И Боженко побежал под навес. Ухватив коней за недоуздки, он повел обеих кляч из–под навеса во двор.
— Верхом, твое благородие, сумеешь?
— Не приходилось… А куда?
— И мне не приходилось, — вздохнул Боженко, — но, видать, теперь придется. Вот только седел у нас нет, придется скакать так, как хлопцы в ночное, — без седел…
Он ткнул один недоуздок Ростиславу в руку, положил другому коню руки на шею и круп и заплясал, вокруг, примеряясь, как бы взобраться ему на спину.
— Василий Назарович! — взмолился калека–сторож. — Куда ж ты?
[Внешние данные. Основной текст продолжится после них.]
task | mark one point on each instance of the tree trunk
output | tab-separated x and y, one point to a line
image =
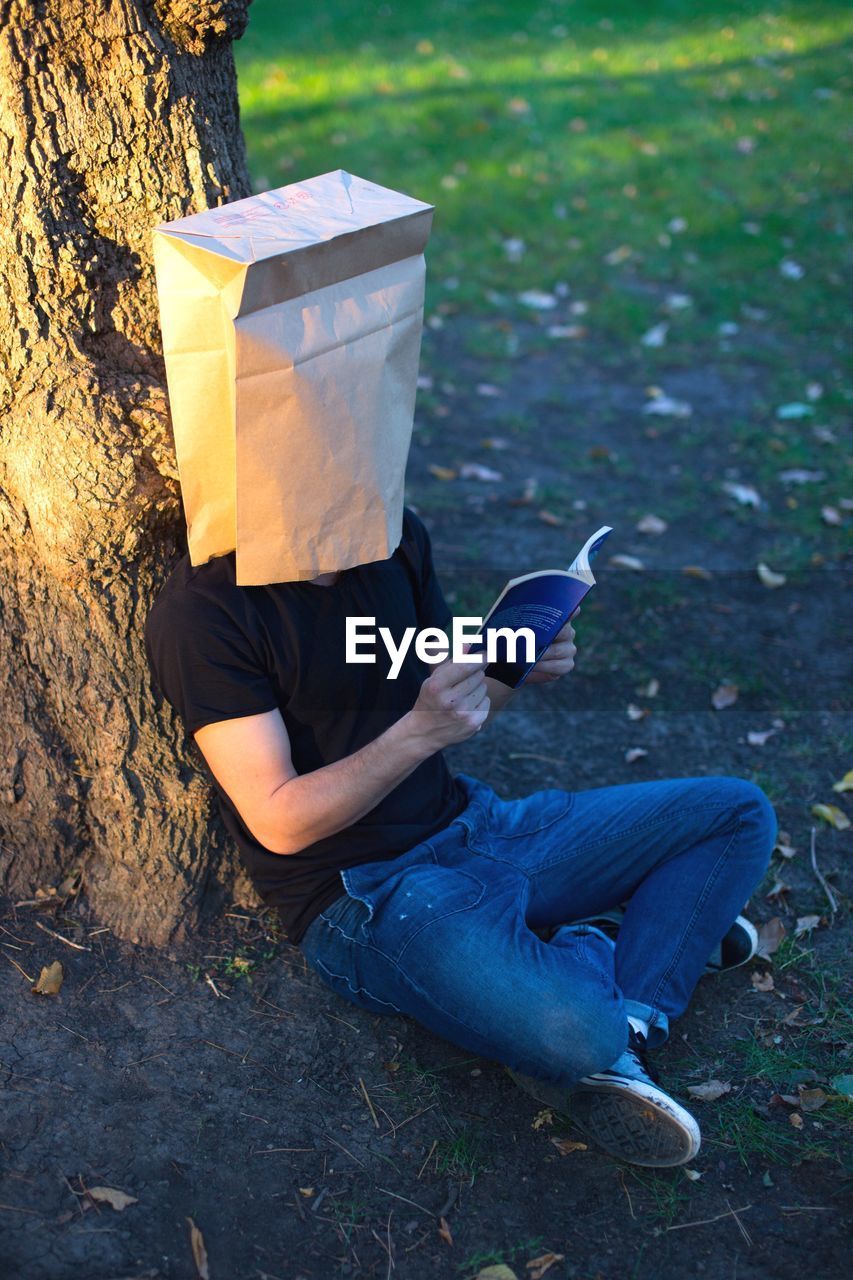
115	115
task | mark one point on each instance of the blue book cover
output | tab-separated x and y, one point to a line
542	602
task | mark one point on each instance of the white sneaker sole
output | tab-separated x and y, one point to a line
634	1121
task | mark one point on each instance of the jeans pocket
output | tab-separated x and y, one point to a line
404	901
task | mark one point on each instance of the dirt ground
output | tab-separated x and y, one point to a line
224	1087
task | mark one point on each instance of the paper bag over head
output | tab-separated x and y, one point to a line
291	330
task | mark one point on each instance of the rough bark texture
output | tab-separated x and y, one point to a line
115	115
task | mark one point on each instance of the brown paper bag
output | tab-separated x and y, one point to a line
291	330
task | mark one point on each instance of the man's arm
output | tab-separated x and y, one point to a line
250	757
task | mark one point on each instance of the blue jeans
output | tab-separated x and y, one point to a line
445	933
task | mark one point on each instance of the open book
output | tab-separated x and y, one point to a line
543	602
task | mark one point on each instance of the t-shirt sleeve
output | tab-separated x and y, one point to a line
204	661
433	609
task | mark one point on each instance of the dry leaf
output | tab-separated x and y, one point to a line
199	1251
743	493
626	562
565	1146
769	577
538	1266
711	1091
542	1118
475	471
770	935
724	696
441	472
537	300
804	924
833	814
697	571
119	1201
665	406
50	979
651	524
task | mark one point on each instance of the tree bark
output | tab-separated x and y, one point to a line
115	115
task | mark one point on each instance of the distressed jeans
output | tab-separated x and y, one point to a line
446	933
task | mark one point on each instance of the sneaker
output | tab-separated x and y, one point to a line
738	946
625	1111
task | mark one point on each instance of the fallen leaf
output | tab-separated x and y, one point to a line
538	1266
799	475
199	1251
50	979
475	471
665	406
769	577
566	330
542	1118
656	336
537	300
770	935
794	410
711	1091
723	696
565	1146
651	524
697	571
743	493
833	814
804	924
118	1201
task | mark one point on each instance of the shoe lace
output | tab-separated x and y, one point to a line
638	1048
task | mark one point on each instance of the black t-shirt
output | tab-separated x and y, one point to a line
219	650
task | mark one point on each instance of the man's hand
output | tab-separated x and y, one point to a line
559	657
452	703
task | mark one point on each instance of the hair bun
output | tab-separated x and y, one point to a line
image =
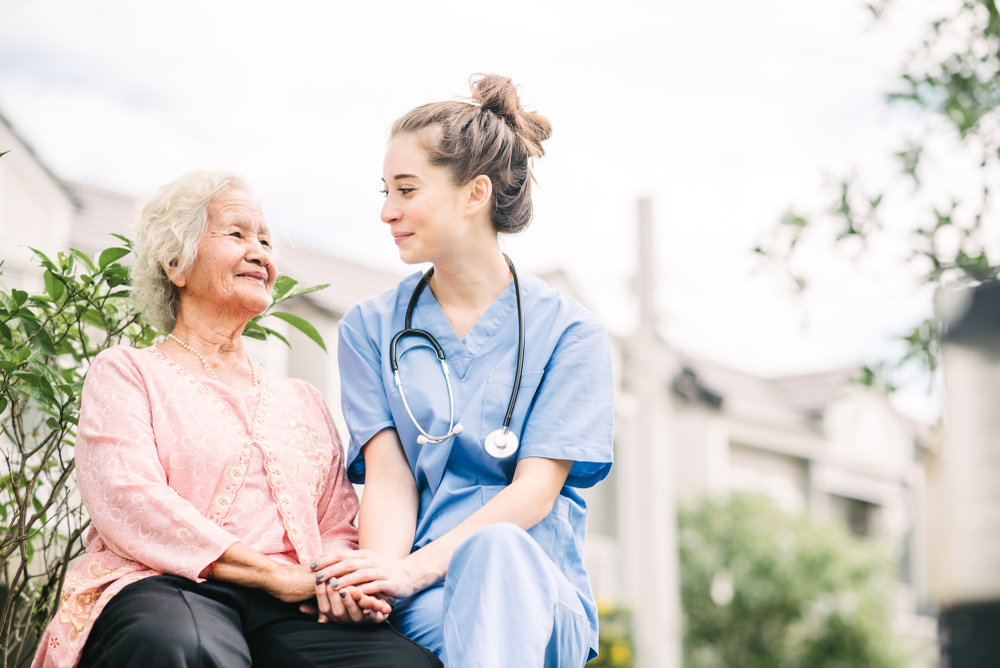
498	94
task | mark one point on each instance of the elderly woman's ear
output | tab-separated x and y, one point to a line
174	276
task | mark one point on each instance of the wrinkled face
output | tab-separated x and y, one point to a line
424	210
234	272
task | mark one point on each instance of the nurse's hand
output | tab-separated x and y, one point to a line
371	573
346	605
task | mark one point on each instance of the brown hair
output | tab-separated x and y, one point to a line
492	136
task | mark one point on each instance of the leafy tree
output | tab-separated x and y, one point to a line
947	225
47	342
763	589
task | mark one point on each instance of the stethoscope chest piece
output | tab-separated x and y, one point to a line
501	443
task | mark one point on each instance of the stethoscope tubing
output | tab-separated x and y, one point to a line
408	330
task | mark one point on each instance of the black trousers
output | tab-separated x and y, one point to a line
172	622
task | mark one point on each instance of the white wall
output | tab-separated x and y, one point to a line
34	211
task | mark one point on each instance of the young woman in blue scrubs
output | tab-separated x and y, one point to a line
483	555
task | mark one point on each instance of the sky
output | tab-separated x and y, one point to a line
725	114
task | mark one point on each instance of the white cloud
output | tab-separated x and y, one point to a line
725	113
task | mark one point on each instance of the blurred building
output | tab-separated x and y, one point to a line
817	442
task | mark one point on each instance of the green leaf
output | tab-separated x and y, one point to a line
38	393
110	255
123	239
305	291
44	259
92	317
53	286
82	257
303	326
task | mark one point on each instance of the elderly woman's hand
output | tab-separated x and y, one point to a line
346	605
373	573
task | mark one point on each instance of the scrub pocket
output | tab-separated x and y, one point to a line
498	389
554	534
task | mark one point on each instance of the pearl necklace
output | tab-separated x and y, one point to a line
253	369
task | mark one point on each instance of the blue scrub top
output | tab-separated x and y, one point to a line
564	408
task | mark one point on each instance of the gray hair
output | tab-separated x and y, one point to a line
170	226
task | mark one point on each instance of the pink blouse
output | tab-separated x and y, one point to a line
175	467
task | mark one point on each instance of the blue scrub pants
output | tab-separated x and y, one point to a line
503	603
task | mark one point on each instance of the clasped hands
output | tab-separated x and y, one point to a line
355	586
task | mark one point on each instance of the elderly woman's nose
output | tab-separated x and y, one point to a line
258	253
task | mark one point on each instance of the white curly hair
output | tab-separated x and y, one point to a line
170	226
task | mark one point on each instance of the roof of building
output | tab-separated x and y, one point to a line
31	151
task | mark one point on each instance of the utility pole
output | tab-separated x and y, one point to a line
964	504
647	511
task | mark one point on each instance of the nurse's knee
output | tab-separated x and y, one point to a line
502	535
504	544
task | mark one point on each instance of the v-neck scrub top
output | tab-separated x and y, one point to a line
564	408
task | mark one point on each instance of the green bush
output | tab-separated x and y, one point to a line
616	649
47	342
763	589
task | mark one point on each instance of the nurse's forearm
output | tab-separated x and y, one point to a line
387	519
525	503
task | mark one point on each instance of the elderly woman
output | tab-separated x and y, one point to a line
211	483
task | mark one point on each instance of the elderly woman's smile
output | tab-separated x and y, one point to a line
235	267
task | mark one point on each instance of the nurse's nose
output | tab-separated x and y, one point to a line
390	213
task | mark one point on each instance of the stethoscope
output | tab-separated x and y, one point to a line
500	443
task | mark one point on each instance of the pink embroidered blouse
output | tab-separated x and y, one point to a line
175	467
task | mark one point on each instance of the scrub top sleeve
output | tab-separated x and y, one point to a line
572	416
362	392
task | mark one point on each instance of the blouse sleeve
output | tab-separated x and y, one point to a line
338	504
123	484
363	398
572	416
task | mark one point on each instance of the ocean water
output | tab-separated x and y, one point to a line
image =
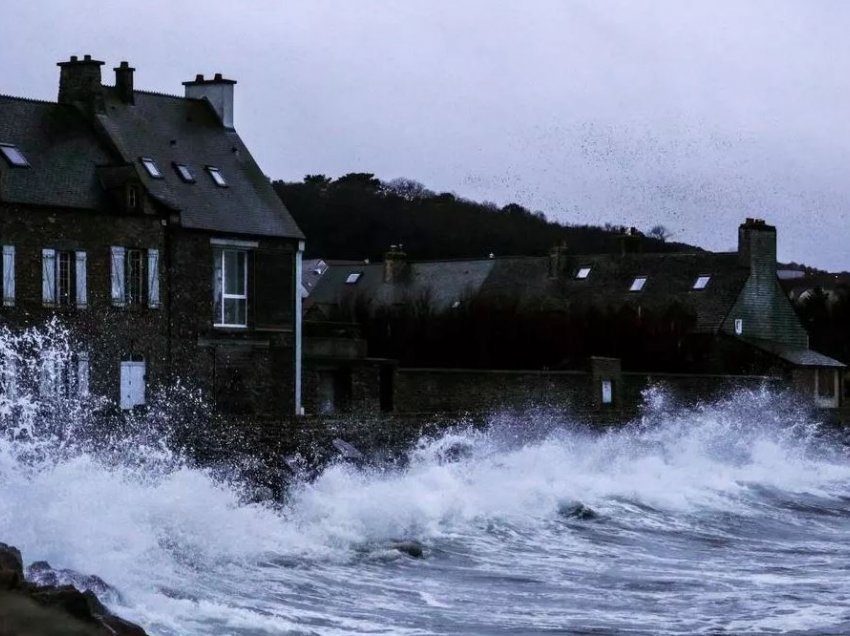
725	518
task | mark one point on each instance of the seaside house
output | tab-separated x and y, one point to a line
143	222
740	321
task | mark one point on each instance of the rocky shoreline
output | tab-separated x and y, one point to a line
45	601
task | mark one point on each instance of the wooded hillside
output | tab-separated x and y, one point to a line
359	216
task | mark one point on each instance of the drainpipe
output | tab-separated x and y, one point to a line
299	410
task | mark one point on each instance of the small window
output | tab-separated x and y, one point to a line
701	282
638	283
607	392
184	173
14	156
231	288
217	177
151	167
132	197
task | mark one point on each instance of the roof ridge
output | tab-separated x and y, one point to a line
161	94
18	98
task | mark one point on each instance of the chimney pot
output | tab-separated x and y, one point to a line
124	82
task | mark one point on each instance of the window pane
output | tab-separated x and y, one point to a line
14	156
235	310
234	272
151	167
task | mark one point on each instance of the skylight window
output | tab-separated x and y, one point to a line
14	156
184	173
701	282
638	283
216	175
151	167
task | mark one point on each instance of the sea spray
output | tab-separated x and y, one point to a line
731	515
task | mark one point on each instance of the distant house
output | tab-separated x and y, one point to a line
142	220
741	320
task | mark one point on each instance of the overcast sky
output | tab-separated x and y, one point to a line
689	114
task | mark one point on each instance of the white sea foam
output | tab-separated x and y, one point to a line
704	518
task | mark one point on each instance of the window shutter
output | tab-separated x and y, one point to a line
118	298
153	278
48	277
9	275
82	374
82	284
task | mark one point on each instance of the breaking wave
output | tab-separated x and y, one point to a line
729	517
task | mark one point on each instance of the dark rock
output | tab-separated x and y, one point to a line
410	548
11	567
577	510
42	573
53	593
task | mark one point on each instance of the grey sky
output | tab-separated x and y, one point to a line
690	114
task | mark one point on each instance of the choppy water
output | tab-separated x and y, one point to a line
729	518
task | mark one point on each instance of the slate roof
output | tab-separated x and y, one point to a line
443	282
797	357
62	150
68	153
175	129
670	277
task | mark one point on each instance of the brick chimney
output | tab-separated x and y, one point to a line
218	92
395	264
124	82
80	84
558	259
757	247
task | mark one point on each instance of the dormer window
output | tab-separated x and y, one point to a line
14	156
184	173
701	282
638	283
217	177
151	167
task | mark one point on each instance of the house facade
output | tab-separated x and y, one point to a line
142	222
729	314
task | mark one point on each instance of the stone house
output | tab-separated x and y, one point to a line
142	221
742	321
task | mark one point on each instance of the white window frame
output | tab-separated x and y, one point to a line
830	401
129	369
222	251
607	387
50	266
739	326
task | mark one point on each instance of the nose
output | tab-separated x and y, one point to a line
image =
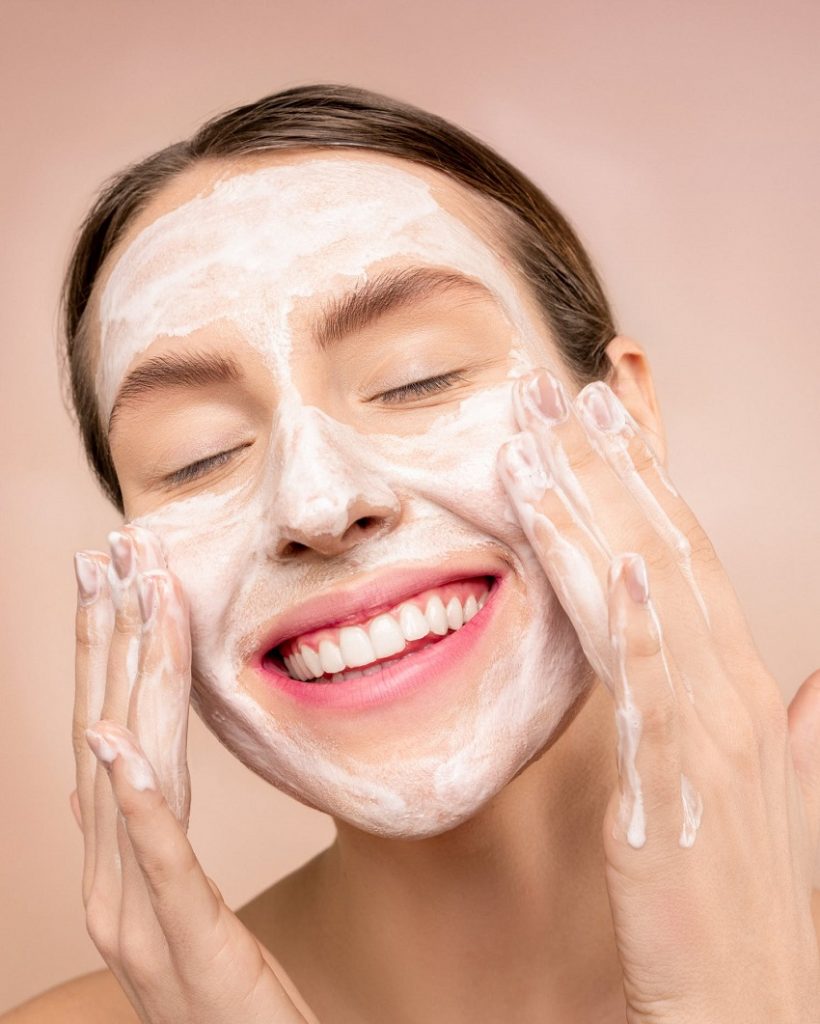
328	500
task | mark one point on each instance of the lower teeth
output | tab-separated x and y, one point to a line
341	677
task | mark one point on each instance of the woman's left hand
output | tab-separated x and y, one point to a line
710	837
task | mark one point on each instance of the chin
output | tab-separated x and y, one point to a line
435	765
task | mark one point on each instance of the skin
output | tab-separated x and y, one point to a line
537	904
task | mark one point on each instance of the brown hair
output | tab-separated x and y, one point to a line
541	242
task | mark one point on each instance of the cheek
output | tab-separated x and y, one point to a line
212	543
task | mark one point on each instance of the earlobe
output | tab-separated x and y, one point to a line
632	381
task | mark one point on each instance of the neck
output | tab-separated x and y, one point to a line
505	918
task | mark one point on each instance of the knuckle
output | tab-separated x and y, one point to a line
773	718
138	954
101	927
659	722
741	743
700	547
585	458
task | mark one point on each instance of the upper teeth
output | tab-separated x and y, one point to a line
386	636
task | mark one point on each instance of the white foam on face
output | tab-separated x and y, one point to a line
246	253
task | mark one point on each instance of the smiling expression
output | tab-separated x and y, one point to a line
259	328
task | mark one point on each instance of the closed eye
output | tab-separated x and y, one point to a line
430	385
201	467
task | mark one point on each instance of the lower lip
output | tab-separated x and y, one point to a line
399	679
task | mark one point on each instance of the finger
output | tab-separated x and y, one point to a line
158	718
112	850
184	903
575	563
74	803
593	504
618	439
804	731
656	801
94	623
159	712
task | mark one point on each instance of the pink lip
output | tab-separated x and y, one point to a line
398	679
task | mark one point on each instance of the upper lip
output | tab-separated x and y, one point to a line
361	599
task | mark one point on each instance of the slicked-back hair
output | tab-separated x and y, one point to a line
541	243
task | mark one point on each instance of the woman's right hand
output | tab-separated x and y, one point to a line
178	951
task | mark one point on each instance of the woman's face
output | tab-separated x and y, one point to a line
258	329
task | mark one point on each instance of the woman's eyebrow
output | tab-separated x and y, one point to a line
172	371
385	293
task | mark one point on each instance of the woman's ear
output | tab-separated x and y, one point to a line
631	379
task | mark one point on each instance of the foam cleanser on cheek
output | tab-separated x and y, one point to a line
248	251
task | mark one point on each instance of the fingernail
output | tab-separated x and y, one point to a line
117	742
634	568
122	554
523	464
146	595
547	396
600	409
101	748
87	573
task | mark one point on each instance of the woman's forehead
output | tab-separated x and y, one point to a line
256	240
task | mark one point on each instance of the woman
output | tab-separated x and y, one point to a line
395	505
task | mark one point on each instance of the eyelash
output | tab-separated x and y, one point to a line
196	469
430	385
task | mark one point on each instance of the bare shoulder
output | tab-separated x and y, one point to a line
91	998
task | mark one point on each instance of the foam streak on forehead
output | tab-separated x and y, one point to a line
248	249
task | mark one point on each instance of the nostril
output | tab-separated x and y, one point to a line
292	548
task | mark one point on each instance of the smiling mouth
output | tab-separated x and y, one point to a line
336	654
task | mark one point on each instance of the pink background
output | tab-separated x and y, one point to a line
682	140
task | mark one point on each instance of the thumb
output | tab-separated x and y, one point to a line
804	732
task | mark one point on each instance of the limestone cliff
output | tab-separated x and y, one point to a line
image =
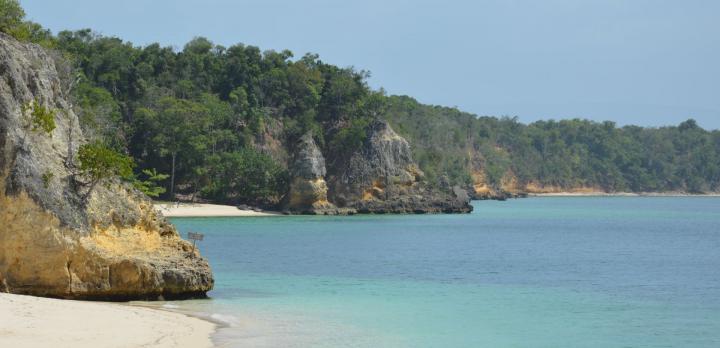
308	189
382	177
54	241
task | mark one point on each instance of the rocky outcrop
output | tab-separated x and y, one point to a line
382	177
308	189
55	239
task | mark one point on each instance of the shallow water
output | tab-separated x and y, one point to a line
537	272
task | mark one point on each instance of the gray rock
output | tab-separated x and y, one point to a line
54	241
382	177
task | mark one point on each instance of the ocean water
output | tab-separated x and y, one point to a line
537	272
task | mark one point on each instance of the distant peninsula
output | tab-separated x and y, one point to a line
241	126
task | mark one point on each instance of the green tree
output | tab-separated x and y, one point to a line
99	162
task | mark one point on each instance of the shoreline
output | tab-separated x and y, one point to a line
621	194
208	210
28	321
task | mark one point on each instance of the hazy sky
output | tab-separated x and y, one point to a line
646	62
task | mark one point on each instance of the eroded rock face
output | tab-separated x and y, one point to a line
308	189
382	177
53	241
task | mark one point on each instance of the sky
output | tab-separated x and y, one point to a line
643	62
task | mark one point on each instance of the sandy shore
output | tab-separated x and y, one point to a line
29	322
207	210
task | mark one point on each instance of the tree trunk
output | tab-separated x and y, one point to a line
172	177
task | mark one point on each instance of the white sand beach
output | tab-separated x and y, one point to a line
29	322
207	210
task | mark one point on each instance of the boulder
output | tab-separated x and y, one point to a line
382	177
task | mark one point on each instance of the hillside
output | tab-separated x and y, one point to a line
223	124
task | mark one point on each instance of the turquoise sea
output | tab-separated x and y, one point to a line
537	272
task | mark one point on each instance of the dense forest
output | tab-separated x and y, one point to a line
214	122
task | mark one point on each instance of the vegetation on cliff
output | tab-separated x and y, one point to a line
220	122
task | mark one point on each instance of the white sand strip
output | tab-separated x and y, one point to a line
29	322
207	210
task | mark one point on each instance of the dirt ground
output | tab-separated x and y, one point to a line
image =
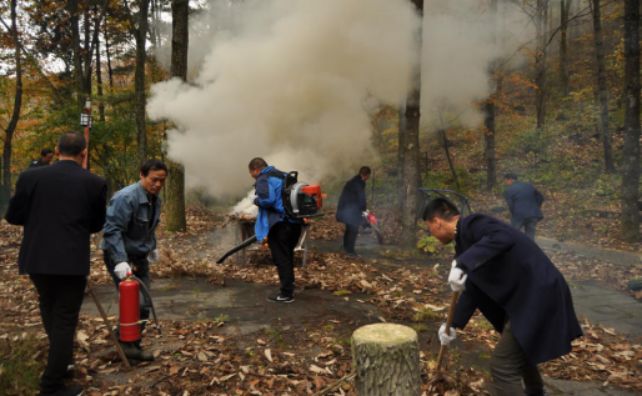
220	336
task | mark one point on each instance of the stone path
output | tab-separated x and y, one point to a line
555	387
579	249
609	308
Мущество ж, сказать бы, казенное, заводское… Ну, пускай уж юнкера, а теперь и ты грабить будешь…
— Отойди! — сердито отмахнулся Боженко, он едва не упал, взбираясь на лошадь: кляча, отвыкшая от верховых, десять лет назад выбракованная, вдруг крутнулась и даже попробовала ударить задом. — Отойди, говорю! Видишь. какая норовистая! Огонь! Рысак Дубровского завода! Арабский скакун! На приз принца Ольденбургского замахивается!.. И не грабим, а для нужд пролетарской революции… реквизицию делаем. Ежели побьют нас, скажешь — господа юнкера забрали. А ежели мы побьем…
Он все–таки изловчился, подпрыгнул и упал коню на спину, охватив шею обеими руками. Конь в первый момент остолбенел, застыл, затем пришел в себя и ударил задними ногами. Боженко бросило вперед, коню на голову, но он крепче ухватился за его шею и удержался. Тогда, конь встал на дыбы и сделал прыжок вперед. Василия Назаровича швырнуло назад, и он едва не упал на землю, повиснув в воздухе… Но руки у него были крепкие, и он снова удержался. Тогда конь бросился вскачь по двору, то брыкаясь, то становясь на дыбы, отчаянно мотал при этом головой. Однако Боженко был уже на коне, а раз он был на коне, то и не имел намерения сдавать свои позиции. Пальцы рук он сцепил под горлом лошади, ногами сжал ей бока и только тяжело чахкал при каждом прыжке выкрикивая «хек!», как это делают в момент рубки дров, когда попадают колуном на крепкий сук.